Ärger bei Vierschanzentournee
„Frech“: Martin Schmitt kritisiert Skispringer
01.01.2026 – 18:44 UhrLesedauer: 2 Min.
Timi Zajc wurde sowohl in Oberstdorf als auch in Garmisch-Partenkirchen disqualifiziert. Beide Male missachtete er die Regeln. Martin Schmitt hat dafür kein Verständnis.
Rote Karte für Timi Zajc: Der slowenische Skispringer ist nach seiner zweiten Disqualifikation für den Rest der Vierschanzentournee gesperrt worden. Beim Neujahrsspringen in Garmisch-Partenkirchen wich der Anzug des Slowenen diesmal um vier Millimeter von der Norm ab, weshalb Zajc schon vor seinem ersten Sprung disqualifiziert wurde.

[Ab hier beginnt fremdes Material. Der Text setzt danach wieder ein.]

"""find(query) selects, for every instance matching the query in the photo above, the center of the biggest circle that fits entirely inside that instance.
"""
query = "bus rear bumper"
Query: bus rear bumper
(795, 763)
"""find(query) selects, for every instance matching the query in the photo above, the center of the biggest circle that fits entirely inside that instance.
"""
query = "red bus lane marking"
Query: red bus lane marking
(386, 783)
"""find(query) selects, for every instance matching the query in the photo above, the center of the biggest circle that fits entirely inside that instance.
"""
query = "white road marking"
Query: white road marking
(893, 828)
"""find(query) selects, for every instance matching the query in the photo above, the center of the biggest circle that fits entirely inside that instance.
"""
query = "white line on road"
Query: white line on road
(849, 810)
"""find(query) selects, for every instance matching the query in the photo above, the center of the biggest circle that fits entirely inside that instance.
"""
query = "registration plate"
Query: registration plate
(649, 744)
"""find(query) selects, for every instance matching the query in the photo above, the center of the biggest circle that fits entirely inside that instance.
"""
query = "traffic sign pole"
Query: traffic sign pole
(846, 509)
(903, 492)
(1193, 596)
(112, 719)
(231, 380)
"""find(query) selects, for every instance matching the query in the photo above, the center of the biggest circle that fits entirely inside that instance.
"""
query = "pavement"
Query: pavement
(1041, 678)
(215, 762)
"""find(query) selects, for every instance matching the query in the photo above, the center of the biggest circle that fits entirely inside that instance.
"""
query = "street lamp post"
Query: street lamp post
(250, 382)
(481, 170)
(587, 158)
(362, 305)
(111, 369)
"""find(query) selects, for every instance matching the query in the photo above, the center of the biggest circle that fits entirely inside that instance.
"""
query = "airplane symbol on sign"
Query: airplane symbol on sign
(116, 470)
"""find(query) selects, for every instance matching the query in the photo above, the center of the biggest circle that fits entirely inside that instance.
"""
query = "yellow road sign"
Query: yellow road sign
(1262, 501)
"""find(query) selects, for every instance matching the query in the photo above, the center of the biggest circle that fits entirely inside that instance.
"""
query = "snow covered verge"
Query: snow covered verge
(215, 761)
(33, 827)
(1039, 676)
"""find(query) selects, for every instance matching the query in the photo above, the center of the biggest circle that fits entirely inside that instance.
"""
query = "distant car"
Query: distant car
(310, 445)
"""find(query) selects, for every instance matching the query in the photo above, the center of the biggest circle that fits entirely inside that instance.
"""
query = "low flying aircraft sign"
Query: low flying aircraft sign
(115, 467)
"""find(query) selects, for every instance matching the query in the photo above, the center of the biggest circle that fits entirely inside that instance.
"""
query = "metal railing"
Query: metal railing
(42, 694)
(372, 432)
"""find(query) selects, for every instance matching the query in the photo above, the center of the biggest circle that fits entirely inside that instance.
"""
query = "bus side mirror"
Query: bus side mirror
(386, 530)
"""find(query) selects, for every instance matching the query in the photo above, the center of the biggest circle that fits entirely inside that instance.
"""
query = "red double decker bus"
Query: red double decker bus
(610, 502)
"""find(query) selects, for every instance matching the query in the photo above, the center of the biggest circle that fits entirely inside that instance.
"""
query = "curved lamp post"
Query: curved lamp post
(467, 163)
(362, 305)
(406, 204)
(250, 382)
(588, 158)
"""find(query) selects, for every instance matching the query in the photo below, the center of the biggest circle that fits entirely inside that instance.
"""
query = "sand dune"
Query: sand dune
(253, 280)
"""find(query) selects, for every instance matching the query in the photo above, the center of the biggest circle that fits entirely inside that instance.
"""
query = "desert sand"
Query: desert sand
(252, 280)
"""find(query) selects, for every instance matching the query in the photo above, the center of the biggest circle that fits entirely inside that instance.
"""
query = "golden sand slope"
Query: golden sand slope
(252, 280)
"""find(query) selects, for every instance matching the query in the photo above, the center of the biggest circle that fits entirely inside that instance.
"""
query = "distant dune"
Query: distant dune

Eurosport-Experte Martin Schmitt hält die Rote Karte für die richtige Entscheidung: „Das ist ein Denkzettel für ihn. Ich finde es frech – und das nicht im positiven Sinne. In Oberstdorf hatte ich ein bisschen Mitleid mit ihm. Aber ich habe absolut überhaupt kein Verständnis für das, was hier passiert ist.“
Nachdem Zajc in Oberstdorf disqualifiziert worden war, scherzte der Slowene bei Instagram, seinen Anzug etwas dehnen zu wollen. Schmitt glaubt, dass das auch einen Effekt auf die Checks beim Springen in Garmisch-Partenkirchen hatte. „Durch sein Lach-Lach hat sich der Kontrolleur heute wahrscheinlich gedacht: Na gut, dann kontrollieren wir mal vor dem Sprung und nicht erst danach, wenn du ihn gedehnt hast. Und da hat es wieder nicht gepasst“, sagte der ehemalige Weltklasse-Skispringer. „Das ist konsequent und gibt Timi Zajc eine kleine Denkpause.“
Karl Geiger sieht es ähnlich wie Martin Schmitt. „Es kann passieren, aber wenn es das zweite Mal in Folge passiert, muss ich sagen: Das darf nicht passieren. Das ist für den Athleten natürlich sehr frustrierend“, sagte der deutsche Skispringer über den erneuten Verstoß seines Widersachers.
Für alle anderen Teilnehmer der Vierschanzentournee gibt es am morgigen Freitag eine Pause, ehe am Samstag die Qualifikation in Innsbruck stattfindet.